Non-invasive lung diagnosis

Magnetic resonance imaging (MRI) as a non-invasive diagnostic method has been evolving into an attractive alternative to methods associated with radiation exposure.

Dr Christian Fink
Dr Christian Fink

In a recent issue of the journal Radiology*, Dr Christian Fink and colleagues at the Radiology Department of the German Cancer Research Centre also pointed out that this development is beginning to manifest itself in lung perfusion imaging.

Diagnosis of numerous lung diseases requires precise perfusion imaging. The standard method, perfusion scintigraphy, involves injecting a radioactive substance into the bloodstream to scan its distribution in the lungs. Now the equally precise and completely radiation-free method for evaluating lung perfusion turns out to be a MRI scan.

In a comparative study of seven healthy pro-bands and 20 patients with suspected lung cancer, the researchers compared MRI with perfusion scintigraphy. MRI showed a higher temporal and spatial resolution in lung perfusion imaging and provides the additional advantage of 3D image data, which makes it easier to recognise blood circulation changes. Perfusion defects caused by tumours were recognised with high accuracy. In direct comparison with the standard method, MRI was found to be at least equally good.

It is too early yet for MRI to become a routine clinical method of lung perfusion imaging. The value of the new method first needs to be assessed in larger studies. But the investigators are optimistic that the radiation-free option may turn into the method of choice: ‘Image resolution in MRI is about twice as high as in perfusion scintigraphy so that we expect a higher detail precision compared to the standard method,’ Dr Fink said. Along with evaluation of perfusion, MRI also provides additional information, e.g. about the anatomy of blood vessels in the lungs and the temporal process of lung perfusion. Thus it provides insight about both vessel organisation and function of blood circulation down to the tiniest branches of the lungs.

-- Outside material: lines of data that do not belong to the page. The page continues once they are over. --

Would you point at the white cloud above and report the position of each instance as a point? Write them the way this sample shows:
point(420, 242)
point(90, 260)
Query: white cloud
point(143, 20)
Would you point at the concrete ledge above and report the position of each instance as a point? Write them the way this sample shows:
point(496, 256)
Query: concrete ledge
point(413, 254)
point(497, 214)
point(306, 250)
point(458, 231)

The method can be used not only in diagnostics and surgery planning for lung tumour patients. It may, in the future, also be beneficial in non-invasive diagnoses of other lung diseases, such as pulmonary embolism, emphysema, and chronic bronchitis. For now, however, MRI is substantially more expensive than the standard method (approx. 300 euros v. 75 euros per examination), since the remuneration system does not yet take adequate account of innovative methods of this kind.
* Christian Fink et al.: Regional Lung Perfusion: Assessment with Partially Parallel Three-dimensional MR Imaging; Radiology 2004; 231: 175-184.